One the mine is identified and marked the vehicle can move on and let the lifting or destruction of the mine to the engineers.
The US should rethink its use of cluster munitions. A 30% dud rate is not very efficient. Unless they can develop a self destruct timer(which should not be that hard) these mines are going to do more harm to the civilian populations than to the bad guys. Canada first proposed the banning of anti-personnel mines and the treaty is commonly refered to as the Ottawa treaty. They also set up the Canadian Centre for Mine Action Technologies which is coordinating research into new technologies from around the world.
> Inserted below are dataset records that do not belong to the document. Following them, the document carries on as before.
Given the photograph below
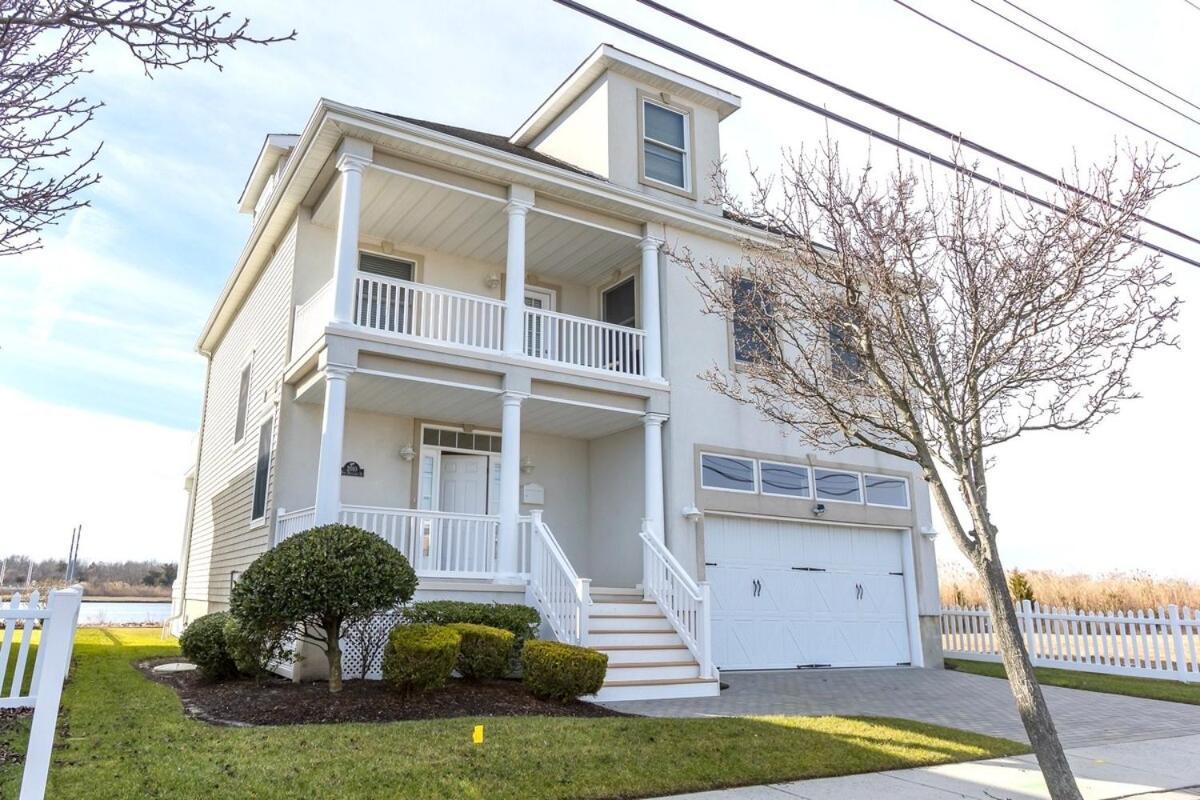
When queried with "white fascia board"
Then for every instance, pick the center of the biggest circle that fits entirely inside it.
(609, 58)
(275, 146)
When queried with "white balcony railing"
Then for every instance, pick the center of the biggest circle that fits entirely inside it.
(426, 312)
(583, 342)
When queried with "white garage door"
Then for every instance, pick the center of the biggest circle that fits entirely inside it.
(796, 594)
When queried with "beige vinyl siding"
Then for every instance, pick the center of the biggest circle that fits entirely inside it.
(223, 540)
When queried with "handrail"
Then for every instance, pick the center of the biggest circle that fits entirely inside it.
(562, 596)
(684, 602)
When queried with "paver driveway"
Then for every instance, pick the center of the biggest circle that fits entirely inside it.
(942, 697)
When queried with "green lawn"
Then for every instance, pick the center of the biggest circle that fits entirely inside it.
(126, 738)
(1153, 689)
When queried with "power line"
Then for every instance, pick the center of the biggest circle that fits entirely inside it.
(1107, 58)
(1083, 60)
(958, 138)
(844, 120)
(1047, 79)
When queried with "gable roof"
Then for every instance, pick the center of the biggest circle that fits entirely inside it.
(491, 140)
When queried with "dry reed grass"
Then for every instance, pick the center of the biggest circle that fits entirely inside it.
(1111, 591)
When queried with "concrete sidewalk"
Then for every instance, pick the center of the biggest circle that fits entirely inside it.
(1162, 769)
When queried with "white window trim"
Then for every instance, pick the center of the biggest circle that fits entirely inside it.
(261, 522)
(781, 494)
(754, 473)
(862, 489)
(907, 498)
(685, 151)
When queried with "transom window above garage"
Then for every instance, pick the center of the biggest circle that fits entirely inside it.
(725, 473)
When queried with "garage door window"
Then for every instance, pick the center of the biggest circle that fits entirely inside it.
(785, 480)
(838, 486)
(727, 473)
(886, 491)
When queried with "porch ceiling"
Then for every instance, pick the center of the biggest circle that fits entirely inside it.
(460, 404)
(424, 215)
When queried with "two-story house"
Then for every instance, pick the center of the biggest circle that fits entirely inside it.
(477, 347)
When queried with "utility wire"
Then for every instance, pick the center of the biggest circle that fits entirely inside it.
(1107, 58)
(895, 112)
(845, 121)
(1083, 60)
(1047, 79)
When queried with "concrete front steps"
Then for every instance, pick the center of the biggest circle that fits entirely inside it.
(647, 660)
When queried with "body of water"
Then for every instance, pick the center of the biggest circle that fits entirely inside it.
(123, 613)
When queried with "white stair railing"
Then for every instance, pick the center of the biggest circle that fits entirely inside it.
(562, 596)
(683, 601)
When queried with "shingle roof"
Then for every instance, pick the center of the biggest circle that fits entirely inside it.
(493, 140)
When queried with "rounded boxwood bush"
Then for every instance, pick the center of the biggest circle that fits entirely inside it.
(321, 581)
(204, 644)
(521, 620)
(562, 672)
(485, 651)
(418, 657)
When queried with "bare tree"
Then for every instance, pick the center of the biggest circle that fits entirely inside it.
(43, 49)
(935, 323)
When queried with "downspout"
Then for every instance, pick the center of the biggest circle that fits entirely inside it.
(186, 553)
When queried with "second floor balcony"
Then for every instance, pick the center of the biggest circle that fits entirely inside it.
(414, 253)
(429, 313)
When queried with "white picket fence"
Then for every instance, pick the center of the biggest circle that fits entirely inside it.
(1162, 643)
(57, 618)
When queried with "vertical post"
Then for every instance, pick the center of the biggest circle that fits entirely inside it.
(351, 162)
(333, 433)
(1181, 661)
(520, 202)
(652, 425)
(63, 609)
(510, 481)
(651, 313)
(1031, 642)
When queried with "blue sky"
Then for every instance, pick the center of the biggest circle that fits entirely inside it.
(97, 329)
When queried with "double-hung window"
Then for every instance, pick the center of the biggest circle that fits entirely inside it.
(262, 470)
(665, 145)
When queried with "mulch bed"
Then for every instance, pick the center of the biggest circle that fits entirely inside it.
(275, 701)
(7, 721)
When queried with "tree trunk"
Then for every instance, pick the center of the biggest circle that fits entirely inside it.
(334, 655)
(1030, 702)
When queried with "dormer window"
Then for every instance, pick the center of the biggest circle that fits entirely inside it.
(665, 146)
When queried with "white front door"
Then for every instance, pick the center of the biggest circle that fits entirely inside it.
(797, 594)
(463, 485)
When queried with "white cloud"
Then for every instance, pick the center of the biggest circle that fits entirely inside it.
(60, 467)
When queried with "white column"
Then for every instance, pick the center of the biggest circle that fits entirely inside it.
(651, 317)
(510, 482)
(333, 432)
(520, 202)
(652, 426)
(346, 257)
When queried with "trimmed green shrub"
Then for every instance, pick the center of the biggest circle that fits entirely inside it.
(420, 656)
(521, 620)
(316, 583)
(562, 672)
(485, 651)
(252, 650)
(204, 644)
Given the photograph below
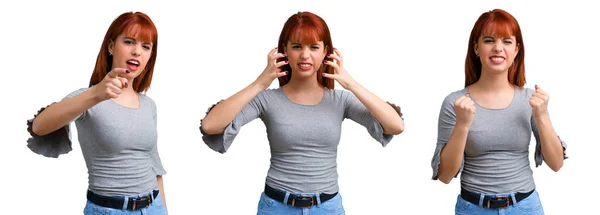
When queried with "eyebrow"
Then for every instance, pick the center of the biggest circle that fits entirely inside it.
(131, 38)
(314, 44)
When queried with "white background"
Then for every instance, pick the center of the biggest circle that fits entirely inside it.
(411, 53)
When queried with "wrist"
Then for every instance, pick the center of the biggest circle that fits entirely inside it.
(463, 126)
(257, 86)
(353, 86)
(541, 118)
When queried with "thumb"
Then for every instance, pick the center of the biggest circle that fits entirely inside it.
(123, 81)
(327, 75)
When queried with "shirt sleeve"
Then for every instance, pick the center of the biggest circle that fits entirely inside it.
(446, 122)
(356, 111)
(57, 142)
(222, 142)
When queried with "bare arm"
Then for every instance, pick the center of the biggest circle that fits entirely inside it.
(61, 113)
(452, 155)
(391, 122)
(223, 113)
(552, 149)
(161, 190)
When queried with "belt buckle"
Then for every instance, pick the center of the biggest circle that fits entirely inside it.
(312, 201)
(148, 200)
(507, 198)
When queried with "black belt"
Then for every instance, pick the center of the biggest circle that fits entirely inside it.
(133, 203)
(296, 200)
(493, 202)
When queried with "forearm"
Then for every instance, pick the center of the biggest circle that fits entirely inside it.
(61, 113)
(552, 149)
(452, 155)
(389, 119)
(161, 190)
(223, 113)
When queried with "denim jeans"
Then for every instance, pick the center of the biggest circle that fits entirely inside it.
(156, 208)
(269, 206)
(528, 206)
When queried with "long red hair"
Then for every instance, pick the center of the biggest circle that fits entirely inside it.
(306, 28)
(133, 24)
(495, 23)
Instead of spending millions on lasers with limited use, the US should recognize that anti pers mines have a limited tactical role and the human cost in civilian casualties is too great to justify their use. They should be working with Canada to ban anti pers mines and stop their production.
Today's vices may be tomorrow's virtues.
Very few (if any) organisms are able to eat raw plastic or pure metal {,alloys). They were happy enough to find something that could eat oil slicks.
Once you breach the case, you could get something to eat the explosives inside, but once the case is breached, the chemicals would probably be leached out and/or eaten by bugs, etc ...
Sometimes boldness is in fashion. Sometimes only the brave will be bold.
I *know*!! That was the whole point. Geeze.
Don't label something "offtopic" unless you know the topic well enough to tell what's on topic.